All day I made sure to keep my phone with me, anticipating that phone call I would be receiving. I waited and waited. Lunch no phone call. I began to doubt whether I heard this voice right. Another few hours passed. Nothing. Then around 3pm my phone rang, displaying my case workers name on the caller I.d. This was it. Here it comes, the request. So I answered and she started by saying she has a referral she wants to ask me about. She explained the situation. Told me what little info she has. I tossed the words around in my head. I bit my cheek (nervous habit), I asked Matt what he thought. I hung up not giving her an answer, telling her I would let her know in a bit. Why was this so hard to decide? This is what God had been preparing me for all day. So together Matt and I agreed that we would accept these kids.
Fast forward. A week had passed and still no word on these 2 kids. (my patience was wearing thin) We didn’t know if we would get them or not.

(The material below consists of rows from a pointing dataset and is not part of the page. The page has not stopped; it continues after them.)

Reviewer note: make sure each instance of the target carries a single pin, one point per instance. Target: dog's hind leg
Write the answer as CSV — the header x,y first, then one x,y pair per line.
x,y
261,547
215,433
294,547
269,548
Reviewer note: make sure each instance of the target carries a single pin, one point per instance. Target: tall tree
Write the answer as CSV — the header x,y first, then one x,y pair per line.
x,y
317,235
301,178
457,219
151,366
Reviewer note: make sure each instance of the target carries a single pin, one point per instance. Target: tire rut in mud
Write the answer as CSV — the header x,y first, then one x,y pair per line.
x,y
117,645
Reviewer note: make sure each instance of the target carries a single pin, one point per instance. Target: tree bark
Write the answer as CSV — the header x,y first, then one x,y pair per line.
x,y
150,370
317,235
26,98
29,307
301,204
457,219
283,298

In that time we had received 2 more referrals, which I declined, stating my heart was with those 2. I wanted to wait. This past Monday around 10 am my phone again rang, confirming these 2 kids would be coming to our home! Luckily I found 2 twin beds for sale last week for $50, AND I bought them. I knew I would need them. 🙂 Plus as a foster parent you can never have too many beds.
So today we get to meet these 2 children. Ages 9 and 6. And tomorrow they move in. (Eeek!!!) I am not sure what the plans are with these kids. I am not sure what the future holds, but I do know that God has his hand in this 100%. No doubt in my mind he prepared me last week for these plans. And I am sure it isn’t going to be easy…..5 kids…..shew!!! But I know that I will be able to handle it. God’s got this!